Are the US and Russia bridging their divide over Syria?

Russian Foreign Minister Sergey Lavrov and US Secretary of State John Kerry came out of their Berlin meeting sounding optimistic, in contrast to recent discord in the US-Russia relationship.

By Fred Weir, Correspondent / February 27, 2013

Moscow

After a surprisingly positive first meeting between Secretary of State John Kerry and Russian Foreign Minister Sergey Lavrov in Berlin Tuesday, Russian experts say they're hopeful that a real opportunity has opened up to pressure the Bashar al-Assad regime and Syria's fractured rebel movement to come to the bargaining table and discuss a negotiated end to the stalemated civil war that has killed around 70,000 people in the past two years.

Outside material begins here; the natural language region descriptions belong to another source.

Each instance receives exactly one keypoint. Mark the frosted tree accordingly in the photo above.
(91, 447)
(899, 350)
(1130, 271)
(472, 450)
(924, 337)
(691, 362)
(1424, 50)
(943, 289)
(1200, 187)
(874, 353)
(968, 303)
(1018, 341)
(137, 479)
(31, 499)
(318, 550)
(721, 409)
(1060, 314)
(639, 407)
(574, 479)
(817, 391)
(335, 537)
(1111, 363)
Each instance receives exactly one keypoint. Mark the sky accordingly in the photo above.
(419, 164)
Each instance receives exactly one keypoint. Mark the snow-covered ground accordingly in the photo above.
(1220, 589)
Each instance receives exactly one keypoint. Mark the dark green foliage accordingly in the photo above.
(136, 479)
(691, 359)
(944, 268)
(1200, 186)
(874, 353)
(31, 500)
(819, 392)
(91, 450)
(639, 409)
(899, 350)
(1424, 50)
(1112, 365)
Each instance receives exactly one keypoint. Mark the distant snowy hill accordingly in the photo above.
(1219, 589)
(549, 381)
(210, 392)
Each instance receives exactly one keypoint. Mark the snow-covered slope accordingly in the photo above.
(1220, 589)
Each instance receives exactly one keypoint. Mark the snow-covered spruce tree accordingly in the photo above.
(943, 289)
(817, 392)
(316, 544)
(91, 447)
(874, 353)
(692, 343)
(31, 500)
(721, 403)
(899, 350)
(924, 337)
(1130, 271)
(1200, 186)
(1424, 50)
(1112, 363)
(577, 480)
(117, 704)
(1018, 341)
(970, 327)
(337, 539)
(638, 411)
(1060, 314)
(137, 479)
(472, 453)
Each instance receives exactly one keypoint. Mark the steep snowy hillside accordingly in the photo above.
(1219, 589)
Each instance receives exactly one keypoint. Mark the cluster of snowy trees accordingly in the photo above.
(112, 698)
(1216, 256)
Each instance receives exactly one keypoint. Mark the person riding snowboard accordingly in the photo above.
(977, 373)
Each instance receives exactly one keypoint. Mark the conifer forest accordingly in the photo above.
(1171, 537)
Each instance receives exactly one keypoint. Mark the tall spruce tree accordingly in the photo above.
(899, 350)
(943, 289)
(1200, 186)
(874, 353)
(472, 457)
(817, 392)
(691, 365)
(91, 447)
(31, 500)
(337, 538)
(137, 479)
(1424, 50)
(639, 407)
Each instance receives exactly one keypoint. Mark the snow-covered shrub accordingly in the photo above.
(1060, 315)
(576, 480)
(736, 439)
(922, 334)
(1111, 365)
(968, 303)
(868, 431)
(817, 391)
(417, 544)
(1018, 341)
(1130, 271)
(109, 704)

After a visit by Syrian Foreign Minister Walid al-Moualem to Moscow on Monday, the Russians insist they have firm assurances that the Syrian government has a negotiating team in place and is ready to sit down with opponents, even armed rebels, to discuss a transitional government. They say the onus is now on the US and its allies to bring pressure on the main Syrian rebel groups – who will be gathering together at a Friends of Syria meeting in Rome on Thursday – to accept that the only way to stop the bloodshed and end the impasse is to sit down with at least elements of the Assad regime and hammer out a political way forward.

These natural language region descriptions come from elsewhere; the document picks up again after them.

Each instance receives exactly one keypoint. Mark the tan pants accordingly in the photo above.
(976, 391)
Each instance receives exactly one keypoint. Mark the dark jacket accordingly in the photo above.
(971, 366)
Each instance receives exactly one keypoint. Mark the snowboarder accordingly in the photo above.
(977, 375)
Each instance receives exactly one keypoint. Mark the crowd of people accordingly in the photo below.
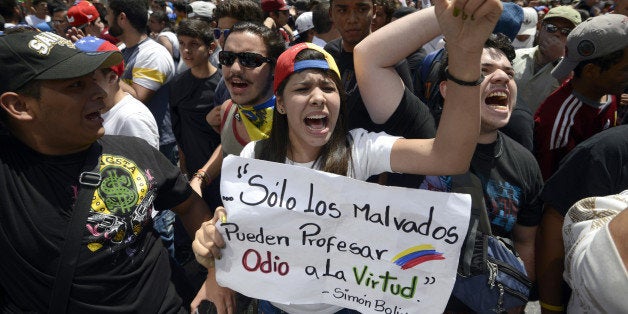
(137, 102)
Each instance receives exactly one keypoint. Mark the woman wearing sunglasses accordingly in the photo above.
(309, 123)
(248, 62)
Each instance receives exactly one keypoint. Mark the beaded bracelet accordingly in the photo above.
(555, 308)
(461, 82)
(205, 178)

"I think it's clear that Russia can deliver the Assad regime on this point, and bring them to the table for talks with the rebels," says Andrei Baklitsky, an expert with the PIR Center, an independent Moscow-based security think tank.

"Russian diplomacy has been pretty consistent on the need for such talks and Moscow is ready to do its part. But I would think it's the US that has a problem here. If Washington is going to change its approach, and come out in favor of negotiations, it may find itself unable to bring the rebels to the table. The Syrian rebels are very fragmented, have little common ground, and some of them are completely intransigent. Some of them didn't even want to go to Rome, to sit down with their friends, much less engage in talks with the Assad regime," he says.